Он вышел из-за стойки и возобновил бессистемные движения метлой как раз вовремя — Лана, Дарлина и какаду ворвались внутрь маленькой неуправляемой толпой. Орхидея Дарлины болталась возле уха, несколько оставшихся перьев попугая стояли торчком. Лана Ли, однако, по-прежнему выглядела ухоженной, словно какой-то циклон чудесным образом пощадил только ее.
— Ладно, Дарлина, — сказала она, хватая танцовщицу за плечи. — Что ты должна, к чертовой матери, сказать?
— В-во! Рижисор точно понимает чужое горе.

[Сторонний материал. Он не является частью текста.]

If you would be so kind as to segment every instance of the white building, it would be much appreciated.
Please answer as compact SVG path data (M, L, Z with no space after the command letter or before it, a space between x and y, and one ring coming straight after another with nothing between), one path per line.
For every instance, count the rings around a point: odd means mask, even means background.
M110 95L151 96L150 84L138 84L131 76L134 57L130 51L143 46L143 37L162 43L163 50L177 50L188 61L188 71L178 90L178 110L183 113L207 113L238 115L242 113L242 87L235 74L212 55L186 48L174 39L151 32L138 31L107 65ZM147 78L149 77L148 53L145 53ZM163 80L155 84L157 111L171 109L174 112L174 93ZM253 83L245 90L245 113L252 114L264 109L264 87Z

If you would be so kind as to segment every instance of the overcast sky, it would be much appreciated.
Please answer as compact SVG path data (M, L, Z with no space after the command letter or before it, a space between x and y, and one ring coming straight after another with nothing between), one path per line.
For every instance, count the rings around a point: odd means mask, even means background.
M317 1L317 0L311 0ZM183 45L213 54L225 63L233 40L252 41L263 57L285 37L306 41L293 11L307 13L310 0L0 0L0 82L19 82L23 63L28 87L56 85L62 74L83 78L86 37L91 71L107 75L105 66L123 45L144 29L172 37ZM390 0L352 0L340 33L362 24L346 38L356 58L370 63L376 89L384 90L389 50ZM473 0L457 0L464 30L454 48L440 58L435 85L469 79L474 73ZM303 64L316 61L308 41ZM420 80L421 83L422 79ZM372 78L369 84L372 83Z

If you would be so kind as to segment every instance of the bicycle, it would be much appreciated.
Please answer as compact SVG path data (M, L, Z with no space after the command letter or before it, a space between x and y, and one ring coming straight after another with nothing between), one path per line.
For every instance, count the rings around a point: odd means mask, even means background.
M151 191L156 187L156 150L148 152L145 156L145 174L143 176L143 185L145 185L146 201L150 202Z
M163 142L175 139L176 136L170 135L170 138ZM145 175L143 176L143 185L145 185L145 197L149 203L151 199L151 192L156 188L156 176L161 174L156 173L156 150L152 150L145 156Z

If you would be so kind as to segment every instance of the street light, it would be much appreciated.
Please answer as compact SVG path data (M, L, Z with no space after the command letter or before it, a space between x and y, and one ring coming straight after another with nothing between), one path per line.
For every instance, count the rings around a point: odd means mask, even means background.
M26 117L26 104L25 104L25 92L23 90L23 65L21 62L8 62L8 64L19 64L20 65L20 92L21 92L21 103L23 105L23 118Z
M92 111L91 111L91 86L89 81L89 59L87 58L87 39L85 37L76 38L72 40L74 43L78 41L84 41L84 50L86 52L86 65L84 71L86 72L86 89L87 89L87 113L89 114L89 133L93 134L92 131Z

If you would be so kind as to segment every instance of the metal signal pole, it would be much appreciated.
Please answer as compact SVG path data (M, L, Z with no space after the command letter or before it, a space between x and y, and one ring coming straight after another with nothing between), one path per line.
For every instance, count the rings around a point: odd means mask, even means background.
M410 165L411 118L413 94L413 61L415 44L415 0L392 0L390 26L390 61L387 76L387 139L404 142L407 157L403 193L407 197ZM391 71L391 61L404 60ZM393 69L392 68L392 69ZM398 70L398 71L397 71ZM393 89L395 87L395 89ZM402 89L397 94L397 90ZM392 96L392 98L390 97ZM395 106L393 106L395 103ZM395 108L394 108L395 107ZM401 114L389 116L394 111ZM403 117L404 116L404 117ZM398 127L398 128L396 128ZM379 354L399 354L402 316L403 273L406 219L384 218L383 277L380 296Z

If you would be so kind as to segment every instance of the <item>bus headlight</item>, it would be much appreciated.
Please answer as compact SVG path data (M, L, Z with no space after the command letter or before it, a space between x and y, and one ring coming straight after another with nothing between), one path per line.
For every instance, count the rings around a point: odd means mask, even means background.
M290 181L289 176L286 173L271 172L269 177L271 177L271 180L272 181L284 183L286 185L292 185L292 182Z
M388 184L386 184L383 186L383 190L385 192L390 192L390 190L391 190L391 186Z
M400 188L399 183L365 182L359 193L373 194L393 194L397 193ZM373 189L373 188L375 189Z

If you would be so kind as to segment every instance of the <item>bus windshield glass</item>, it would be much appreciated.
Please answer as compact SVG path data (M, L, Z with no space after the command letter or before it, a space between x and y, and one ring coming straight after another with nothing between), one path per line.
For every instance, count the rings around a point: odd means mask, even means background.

Ежли будешь большое кино сымать, в нем половина народу перед о хнет.
— Заткнись и марш на пол, — скомандовала Лана Джоунзу и немного потрясла Дарлину. — Теперь скажи правильно, дурища.
Дарлина безнадежно вздохнула и ответила:
— Сто кавалеров наебала было, дорогуша, но честь моя осталась незанятой.
Патрульный Манкузо оперся о стол сержанта и просипел:
— Бы додды убдадь бедя ид эдой убоддой. Я де богу бодьде дыдадь.
— Что? — Сержант взглянул на изнуренную фигуру перед собой, на слезящиеся розовые глаза за бифокальными линзами очков и сухие губы, проглядывавшие сквозь седую козлиную бородку. — Что с тобой такое, Манкузо? Почему ты не можешь стоять прямо и гордо, как подобает мужчине? Простудился? Служащие сил полиции не простужаются. Служащие сил полиции сильны.
Патрульный Манкузо кашлянул мокротой в бородку.
— Ты еще никого не задержал на этой автостанции. Помнишь, что я тебе сказал? Ты остаешься там, покуда кого-нибудь мне не приведешь.
— У бедя бдеббодия.
— Прими таблетки от кашля. А теперь иди отсюда и приведи мне кого-нибудь.
— Боя дёдужга гобогид, ждо едди я буду зидедь б эдой убоддой, до убду.
— Твоя тётушка? Такой взрослый мужчина, как ты, — и слушаешься какую-то тётушку? Господи боже ж мой. С какими людьми ты якшаешься, Манкузо? Старушки, которые в одиночестве ходят на стриптиз, тётушки. Ты, наверное, записался в кружок кройки и шитья или типа того. Держи спину ровнее. — Сержант пристально посмотрел на жалкую фигуру, сотрясавшуюся от последних раскатов кашля. Он не хотел нести ответственность за смерть при исполнении. Лучше дать Манкузо испытательный срок, а потом выпереть со службы вообще. — Ладно. На автостанцию можешь не возвращаться. Выходи на улицу, погрейся немного на солнышке. Но слушай сюда. Я даю тебе две недели. Если к тому времени ты мне никого не приведешь, ты здесь больше не служишь. Ты меня понял, Манкузо?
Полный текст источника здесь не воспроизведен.